Els Orrit also raises the way in which society and the media of the time were not always up to the task of such tragic events. “The drama that involves losing two children or siblings in a hospital and not having any kind of support from the administrations seems like a novel case,” denounces Solanas, for whom “it gives the feeling that the administrations never took the case seriously.”

“The police took it in the first instance as a mischief by the children,” points out the director, who sees a social class issue in the background. “It was a very poor family, 14 siblings who lived in a Manresa neighborhood and the first thing the police say they have run away and are buying ice cream.” For its part, the management of the hospital, which depended on the Church, defends itself by saying that it is not a prison and that whoever they want can come and go. “These are extremely inappropriate responses when two children have disappeared.”

After two years making the documentary, Solanes reduces the hypotheses of what could have happened to three: “Either they left on their own foot, or someone took them or they never left the hospital.” That they leave is quite ruled out “because Dolors had little initiative and certain learning difficulties; In addition, he had a rather serious vision problem and the glasses stayed on a hospital bed ”.

Regarding the possibility that they did not leave the hospital, Solanes points out that “in fact, during the police investigation, the dogs lost track of the children at the emergency door of the same hospital.” And about someone kidnapping them, a detective who helped the family later “pointed to the father’s Portuguese relatives, who believed that the mother could not take care of so many children after the father’s death.” With what there is some coincidence, without having any proof, “is that the objective was the five-year-old boy”, summarizes Solanes, who also speaks of other theories such as “possible organ trafficking”.

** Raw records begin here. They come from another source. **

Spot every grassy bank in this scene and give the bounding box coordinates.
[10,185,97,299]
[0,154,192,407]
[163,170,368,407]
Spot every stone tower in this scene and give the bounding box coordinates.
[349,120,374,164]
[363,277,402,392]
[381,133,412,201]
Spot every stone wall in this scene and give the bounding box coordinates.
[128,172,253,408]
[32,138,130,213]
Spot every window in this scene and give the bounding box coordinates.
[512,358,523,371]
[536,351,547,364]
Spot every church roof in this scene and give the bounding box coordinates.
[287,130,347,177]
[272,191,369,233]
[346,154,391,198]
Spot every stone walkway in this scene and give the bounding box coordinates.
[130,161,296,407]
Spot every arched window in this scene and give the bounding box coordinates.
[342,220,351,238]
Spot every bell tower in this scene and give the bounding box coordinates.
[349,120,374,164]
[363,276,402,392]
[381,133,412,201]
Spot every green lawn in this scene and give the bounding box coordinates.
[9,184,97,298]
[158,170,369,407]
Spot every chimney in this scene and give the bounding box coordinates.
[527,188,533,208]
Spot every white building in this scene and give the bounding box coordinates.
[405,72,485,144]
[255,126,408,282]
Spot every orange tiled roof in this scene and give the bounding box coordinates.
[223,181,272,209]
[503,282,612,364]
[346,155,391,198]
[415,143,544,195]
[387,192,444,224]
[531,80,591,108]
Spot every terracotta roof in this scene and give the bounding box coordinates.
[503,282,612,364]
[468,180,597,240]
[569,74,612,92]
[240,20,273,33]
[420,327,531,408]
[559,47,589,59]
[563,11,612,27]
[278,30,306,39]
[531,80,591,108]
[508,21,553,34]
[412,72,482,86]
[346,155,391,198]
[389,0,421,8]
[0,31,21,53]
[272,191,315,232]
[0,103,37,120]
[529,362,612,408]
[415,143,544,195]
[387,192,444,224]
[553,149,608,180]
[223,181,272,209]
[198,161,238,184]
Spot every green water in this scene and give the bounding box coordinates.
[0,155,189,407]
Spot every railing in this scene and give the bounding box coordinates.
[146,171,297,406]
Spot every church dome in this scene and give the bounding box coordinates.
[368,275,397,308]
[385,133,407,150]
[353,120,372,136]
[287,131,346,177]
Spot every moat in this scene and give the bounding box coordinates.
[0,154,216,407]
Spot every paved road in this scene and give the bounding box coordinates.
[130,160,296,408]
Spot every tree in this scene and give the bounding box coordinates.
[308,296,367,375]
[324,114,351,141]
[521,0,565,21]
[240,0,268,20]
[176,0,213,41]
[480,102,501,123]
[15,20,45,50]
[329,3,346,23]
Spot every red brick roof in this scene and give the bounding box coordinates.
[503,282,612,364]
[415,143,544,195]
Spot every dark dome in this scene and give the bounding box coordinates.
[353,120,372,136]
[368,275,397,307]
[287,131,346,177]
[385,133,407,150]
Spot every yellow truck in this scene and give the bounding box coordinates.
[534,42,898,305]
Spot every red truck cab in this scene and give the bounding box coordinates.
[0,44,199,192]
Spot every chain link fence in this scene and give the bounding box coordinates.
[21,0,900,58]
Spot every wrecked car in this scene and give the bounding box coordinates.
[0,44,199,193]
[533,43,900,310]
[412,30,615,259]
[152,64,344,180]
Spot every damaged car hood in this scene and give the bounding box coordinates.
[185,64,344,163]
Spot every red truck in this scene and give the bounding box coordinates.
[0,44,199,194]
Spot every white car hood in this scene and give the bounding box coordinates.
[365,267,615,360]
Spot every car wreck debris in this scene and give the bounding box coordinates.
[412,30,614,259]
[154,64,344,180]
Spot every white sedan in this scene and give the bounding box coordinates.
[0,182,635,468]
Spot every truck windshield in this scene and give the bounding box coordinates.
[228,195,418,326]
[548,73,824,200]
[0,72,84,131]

One of the brothers who participates in the documentary, Jordi, defines this case “as a labyrinth because every time a door was opened a wall appeared”, in reference to the ecclesiastical institution in charge of the hospital at that time. “The Church does not open the doors to find out what could have happened or, at least, it did not favor the investigation that, as the institution responsible for the hospital, it should have done.” The current management team of the hospital participates in the documentary saying that it has nothing to do with the religious order that was in charge in 1988.

While waiting for Els Orrit to tour international festivals, streaming platforms and television channels, “we have a little hope that maybe someone somewhere in the world can shed light on the disappearance.” Dolors and Isidre would be 52 and 40 years old today, respectively. “If no one says anything, the most likely hypothesis would be that they never left the hospital because if they had and were alive, some time later, statistically speaking, someone would have ended up saying something,” concludes Solanes.